Most fans of any given team can point to a season where injuries seriously altered the outcomes they had hoped would occur. Fickle ligaments and brittle bones can be found on both good teams and bad, and the snap or pop that alters the course of history can come at any time. Any Bulls fan frowns darkly as they remember Derrick Rose rolling around the floor of the United Center, a potential championship team fully disarmed as their most important weapon wrapped his body protectively around his ruined knee. More recently, Cavs fans can point to the images of Kevin Love sprinting towards the locker room, cradling his shoulder, his arm dangling askance from the socket, or Kyrie Irving, slamming his jersey to the floor as he limped off the court to start the long process of recovering from a broken knee. Even Warriors fans who, shall we say, waited out the bad weather from 1995 to 2013 to belatedly bask in the sunshine, can point to the 2013 team, which fell short against the San Antonio Spurs while simultaneously managing injuries to Curry, Andrew Bogut and David Lee. They could even point to the 2014 team, who fell in seven dramatic games to the Los Angeles Clippers while trying to cover-up Andrew Bogut’s massive absence in the pivot with Hilton Armstrong, a tall man who wore the number 57. In this regard, nothing about what happened to Steph is unique: this is an injury that he has suffered before, in a league that, collectively, suffers many injuries of a similar nature. Certainly it will not end his career. But in tournament where — yes, gird yourself, Warriors fans — luck plays a meaningful role in the outcome, this is not an event to be taken lightly. In many ways, everything has been tweaked; wrenched sharply in an unnatural direction.

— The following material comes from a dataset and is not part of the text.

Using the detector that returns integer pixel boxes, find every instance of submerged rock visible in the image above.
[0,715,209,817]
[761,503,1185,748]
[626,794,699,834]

Others are far more skilled at predictive prognostication, and as such, I’m the wrong person to ask about what might happen in this series. Obviously a great deal rests on whether Curry can perform at a level at-or-above an MVP level; if he is to return in this series at all. And while the Rockets certainly remain a threat to exploit a wounded Warriors team, the Warriors have beaten the Rockets without Curry; a scrappy, aggressive game that represents one of the most satisfying wins of the Kerr era. The Curry-less Warriors are long, lanky and positionless; Draymond Green, Klay Thompson, Andre Iguodala and Shawn Livingston lead a a different sort of assault. They clog passing lanes and endlessly switch on defense, they steadfastly work towards creating their own unique but effective shots on offense. They are a formidable outfit, without doubt. But they are vulnerable without Curry. Without the individual that accentuates everything at which they excel, there is little more to do but watch with clenched fists, and hope that nothing else need be tweaked from here on out.